Les émissions des sites de production de ciment et de chaux pourraient cependant déjà être diminuées grâce à l’utilisation du biogaz, de la biomasse, ou d’un combustible solide de récupération comme source d’énergie. Malgré tout, diminuer n’est pas éliminer et le processus de transformation continuera donc bien d’émettre du CO2 sur site.

Nous reconnaissons donc la nécessité d’innover en matière de captage et de stockage du carbone, en particulier pour les industries comme la production de ciment et de chaux dont le processus de production même émet du CO2 et pour lesquelles il n’existe pas a ce jour d’alternative pour éliminer les émissions sur site.

Nous appelons de nos vœux une vision plus cohérente de la décarbonation de l’industrie à l’échelle nationale et encourageons les porteurs de projet à initier un dialogue avec l’Etat sur trois questions clés de politique industrielle qui pourraient les amener à revoir les projets en cours de développement dans le Nord Pas de Calais:

  • L’impératif de sobriété : Pour atteindre ses objectifs climatiques, la France devra réduire sa consommation de matériaux, en particulier de matériaux dont la production émet de grandes quantités de gaz à effet de serre comme la chaux et de ciment, et développer les matériaux biosourcés. L’objectif de zéro artificialisation nette des sols acté par la loi devrait aussi nous engager à repenser le modèle de la construction en France en privilégiant la rénovation à la construction neuve. Dans ce cadre, ne devrait-on pas anticiper une réduction de la demande de chaux et de ciment en France?
  • La stratégie de captage et de stockage du carbone : La priorité en matière de lutte contre le changement climatique est de remplacer l’usage des énergies fossiles par celui des énergies renouvelables dans tous les secteurs – production électrique, bâtiment, transport et industrie. Dans ce cadre, le captage et le stockage du carbone doivent être envisagés en dernier recours, pour les activités industrielles comme la production de chaux et de ciment pour lesquels il n’existe pas d’alternative. Ces activités sont aujourd’hui distribuées sur le territoire national. Si chacun de ces sites vient à requérir une infrastructure de transport du carbone par canalisations souterraines, la construction d’un tel réseau sera très coûteux et aura un impact sur de nombreuses terres agricoles traversées par ces canalisations. Elle impactera également la biodiversité à l’heure où celle-ci doit être protégée. Quelle est alors la stratégie du gouvernement pour limiter l’ampleur du réseau français de captage et stockage du carbone ? Quelles seront les implications pour la localisation des sites devant être reliés à une telle infrastructure ?
  • La stratégie de compensation des émissions résiduelles : Les différentes technologies de captage du carbone disponibles à ce jour n’atteignent pas un taux de capture de 100%. La France devra donc développer des stratégies de compensation pour ces émissions résiduelles. Comment les industries polluantes seront-elles mises à contribution pour développer des méthodes complémentaires de captage du carbone, éprouvées et peu coûteuses, comme une meilleure gestion des sols grâce à des pratiques agricoles appropriées et l’amélioration de la quantité et de la qualité du couvert forestier ?

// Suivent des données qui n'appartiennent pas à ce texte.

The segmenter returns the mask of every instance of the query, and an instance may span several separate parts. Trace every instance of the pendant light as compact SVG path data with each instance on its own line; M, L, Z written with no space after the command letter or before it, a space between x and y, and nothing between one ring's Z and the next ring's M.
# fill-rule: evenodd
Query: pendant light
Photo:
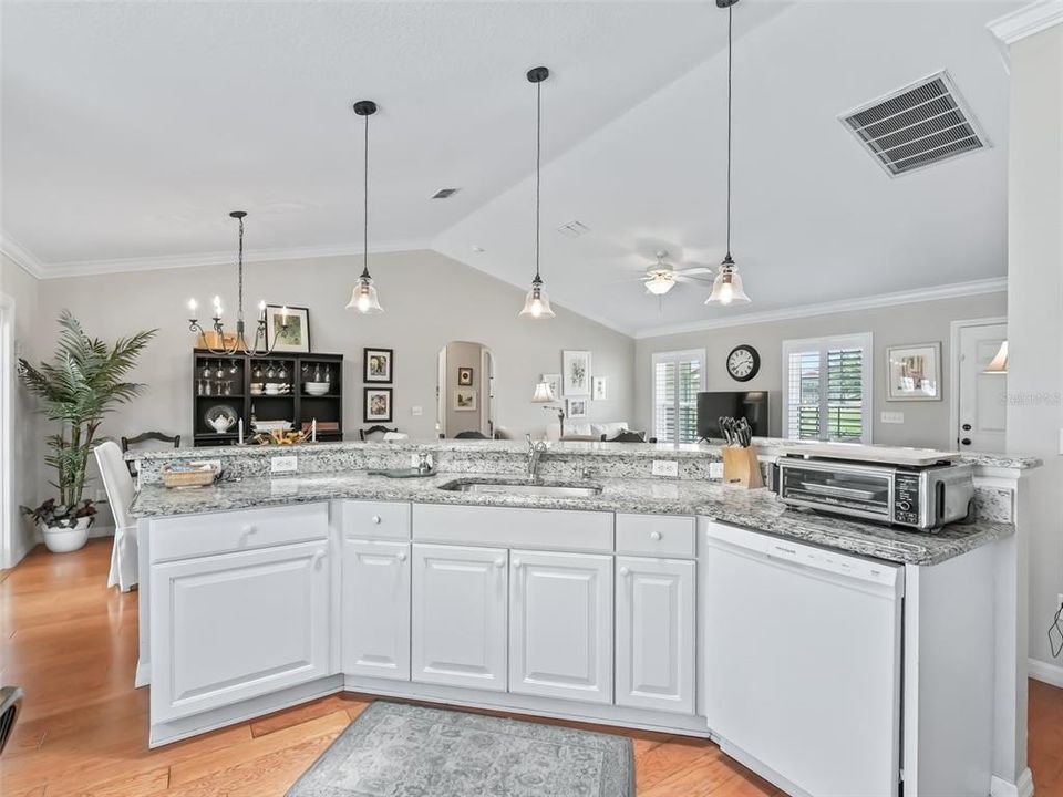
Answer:
M543 278L539 277L539 173L543 162L543 81L550 76L546 66L536 66L528 70L528 82L535 84L535 279L532 280L532 290L524 300L524 310L520 318L547 319L554 318L550 309L550 299L543 290Z
M712 293L705 304L746 304L750 297L742 290L739 267L731 258L731 52L733 50L731 22L734 4L739 0L716 0L719 8L727 10L727 253L720 263L720 273L712 281Z
M365 215L362 224L362 273L358 278L347 309L358 310L363 315L371 315L384 311L380 307L380 299L376 297L376 286L373 284L373 278L369 275L369 117L376 113L376 103L372 100L361 100L354 103L354 113L365 120L365 153L364 170L362 173Z

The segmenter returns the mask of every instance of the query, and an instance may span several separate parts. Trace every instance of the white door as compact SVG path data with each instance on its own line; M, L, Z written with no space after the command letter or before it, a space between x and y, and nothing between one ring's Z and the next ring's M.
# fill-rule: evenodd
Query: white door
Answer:
M152 723L329 675L328 555L320 540L153 566Z
M413 546L413 673L421 683L506 691L503 548Z
M959 428L960 451L1004 451L1008 418L1008 374L985 373L985 368L1008 339L1002 323L960 327Z
M343 540L343 672L410 680L410 545Z
M617 705L694 713L694 568L617 557Z
M509 691L612 703L612 557L512 552Z

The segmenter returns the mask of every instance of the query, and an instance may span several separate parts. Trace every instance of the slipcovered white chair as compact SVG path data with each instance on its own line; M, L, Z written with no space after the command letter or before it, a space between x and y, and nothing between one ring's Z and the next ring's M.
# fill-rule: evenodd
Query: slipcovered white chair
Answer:
M133 477L117 443L101 443L95 454L103 488L107 491L107 503L114 513L114 548L111 551L107 587L117 584L120 590L128 592L137 582L136 520L130 516L134 495Z

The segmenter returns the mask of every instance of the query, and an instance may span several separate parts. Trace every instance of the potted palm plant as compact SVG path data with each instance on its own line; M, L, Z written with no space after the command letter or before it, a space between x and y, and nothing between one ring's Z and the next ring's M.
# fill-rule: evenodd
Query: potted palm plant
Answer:
M56 479L51 484L59 497L35 509L22 507L22 511L41 529L48 549L62 553L78 550L89 539L96 509L83 494L89 456L104 439L96 437L96 432L105 414L144 387L124 376L157 330L137 332L109 345L85 334L69 310L59 317L59 325L62 332L51 362L33 368L20 359L19 375L40 400L40 412L58 424L47 438L50 453L44 462L55 468Z

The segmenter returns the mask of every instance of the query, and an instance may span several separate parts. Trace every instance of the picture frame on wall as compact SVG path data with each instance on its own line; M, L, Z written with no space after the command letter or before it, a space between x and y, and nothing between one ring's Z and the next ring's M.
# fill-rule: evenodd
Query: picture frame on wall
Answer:
M941 343L886 346L886 401L941 401Z
M566 398L566 417L587 417L588 398Z
M363 389L362 418L365 423L391 421L391 387Z
M455 390L454 412L476 412L476 391L467 387Z
M266 348L275 353L310 353L310 311L287 304L266 306Z
M394 349L362 349L363 382L391 384L394 368Z
M590 352L565 350L561 352L561 390L566 396L590 395Z

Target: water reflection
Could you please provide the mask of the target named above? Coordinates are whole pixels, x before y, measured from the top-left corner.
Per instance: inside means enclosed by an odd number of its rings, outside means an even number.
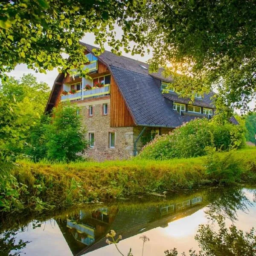
[[[158,230],[157,229],[159,228],[167,231],[174,221],[185,217],[190,218],[188,216],[192,215],[194,216],[194,214],[196,212],[198,215],[198,212],[204,212],[204,211],[210,218],[216,218],[220,215],[233,221],[237,219],[238,211],[247,212],[248,207],[252,206],[253,193],[255,196],[256,190],[250,191],[251,201],[248,200],[244,191],[244,189],[237,188],[218,187],[205,189],[176,194],[166,198],[145,197],[137,198],[135,201],[130,200],[124,203],[116,202],[109,205],[88,206],[86,208],[73,210],[71,212],[59,213],[51,217],[51,219],[55,220],[59,228],[59,231],[57,230],[55,233],[59,232],[61,234],[62,239],[63,237],[64,239],[64,241],[65,241],[70,249],[70,252],[68,253],[79,256],[90,252],[92,253],[96,250],[106,247],[107,244],[105,242],[105,235],[111,230],[113,230],[117,234],[122,235],[122,242],[125,243],[125,239],[127,239],[126,240],[127,241],[129,239],[132,240],[134,236],[137,235],[140,236],[141,235],[140,234],[142,233],[149,234],[151,232],[152,233],[152,230]],[[201,214],[199,214],[200,216]],[[41,217],[42,218],[34,218],[39,219],[41,221],[40,223],[41,224],[44,218]],[[203,222],[203,218],[200,218],[199,221]],[[44,217],[45,220],[49,218],[49,216]],[[17,223],[17,220],[15,218],[12,221],[13,223]],[[20,225],[20,227],[26,226],[30,221],[29,219],[26,221],[23,221],[23,226]],[[192,221],[193,223],[196,222],[194,219]],[[34,223],[39,225],[38,222]],[[5,230],[5,232],[7,230],[12,230],[11,224],[7,229],[6,223],[5,223],[5,226],[3,224],[3,222],[0,224],[0,230]],[[250,227],[251,224],[250,224]],[[198,227],[198,224],[197,225]],[[36,227],[34,228],[35,227]],[[179,228],[180,233],[184,234],[187,227],[183,225],[179,226]],[[19,232],[23,231],[22,229],[19,230]],[[163,235],[164,233],[161,232]],[[25,232],[24,231],[24,234]],[[1,237],[4,233],[4,232],[2,233]],[[195,233],[192,233],[192,237],[194,234]],[[13,237],[15,238],[15,236],[14,235]],[[34,241],[32,236],[29,237],[31,238],[29,241],[32,241],[32,244],[38,246],[37,239]],[[20,238],[20,236],[19,237]],[[26,236],[24,237],[26,238]],[[150,236],[149,237],[151,238],[150,243],[154,242],[153,236],[152,239]],[[55,236],[53,236],[52,239],[55,239]],[[14,238],[14,241],[15,240]],[[24,242],[23,247],[26,246],[26,242]],[[161,243],[162,241],[160,241],[159,242]],[[43,244],[44,241],[41,241],[41,243]],[[6,244],[2,245],[2,244],[0,246],[7,247]],[[163,251],[159,253],[162,254],[165,249],[168,249],[169,245],[166,244],[166,243],[160,244]],[[14,246],[14,244],[12,245]],[[47,246],[47,245],[44,245]],[[135,247],[134,244],[131,245],[133,248],[134,246]],[[10,247],[12,247],[12,244]],[[14,247],[14,249],[19,248]],[[32,255],[29,254],[29,250],[26,250],[26,248],[23,249],[23,247],[20,249],[23,252],[27,253],[27,255]],[[49,249],[49,250],[48,255],[53,255],[53,252]],[[55,255],[59,255],[58,253],[58,246],[55,250]],[[2,251],[0,250],[0,251]],[[96,252],[96,255],[98,255],[97,252]],[[105,255],[105,253],[103,254]],[[7,253],[5,255],[12,254]],[[40,253],[38,255],[43,255]],[[70,254],[67,253],[65,255]],[[113,254],[111,253],[108,255]],[[150,255],[155,255],[155,253],[152,253]]]
[[[61,230],[66,231],[64,235],[73,255],[80,255],[106,246],[105,235],[111,230],[125,239],[158,227],[166,227],[170,222],[203,207],[205,204],[203,201],[200,195],[177,203],[166,202],[147,207],[128,209],[114,206],[99,207],[91,212],[81,210],[68,216],[65,221],[57,223]],[[74,239],[78,243],[74,243]]]

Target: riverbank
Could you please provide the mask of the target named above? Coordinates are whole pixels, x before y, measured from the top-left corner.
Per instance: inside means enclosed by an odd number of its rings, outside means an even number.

Dans ce contexte, nous souhaitons interroger les industriels porteurs des projets K6, CalCC, et D’Artagnan sur trois points clés quant aux projets développés dans le Nord et le Pas-de-Calais:

  • Dimensionnement des projets : Les engagements climatiques français et européens impliquant une sobriété tant énergétique que dans l’usage des matériaux, il ne nous semble pas pertinent de doubler les capacités de production du site Eqiom. La croissance du site aurait un impact important pour les riverains, notamment en termes de nuisances liées au transport routier.
  • Les alternatives en termes de source d’énergie : Pour déjà diminuer les émissions de CO2 des sites existants, nous encourageons les industriels, si cela n’a pas encore été fait, à envisager l’usage de sources d’énergie bas carbone en substitution des énergies fossiles, en particulier biogaz, biomasse ou combustible solide de récupération.
  • Sécurité du transport et du stockage du CO2 : Le développement d’environ 80 kilomètres de canalisations souterraines pour transporter le CO2 depuis les sites de Lumbres et de Réty vers le Port de Dunkerque nous interpelle quant à ses conséquences pour les terres agricoles traversées. La construction de ces pipelines aura un impact sur la production agricole et la biodiversité sur les terres traversées. Nous nous interrogeons également sur les risques de fuite de ces canalisations et l’impact environnemental que celles-ci pourraient avoir, et sur les garanties apportées par les industriels quant à la permanence et la sécurité du stockage du CO2 en Mer du Nord.
  • Alternatives au transport et au stockage du CO2 : Nous souhaitons que soient étudiées les alternatives en termes de débouchés pour le CO2 des sites de Lumbres et Réty. En particulier, il pourrait y avoir des possibilités d’utilisation du CO2 dans des produits inertes comme le béton lui-même (carbonatation), la fibre carbone, ou le plastique. L’option de la minéralisation du CO2 sous la forme d’un minéral solide inerte qui peut ensuite être enfoui pourrait également constituer une alternative au stockage souterrain sous forme de gaz, avec des risques environnementaux moindres. Ces options pourraient permettre un stockage à long terme du carbone sans nécessité de développement d’un réseau de transport par canalisations souterraines.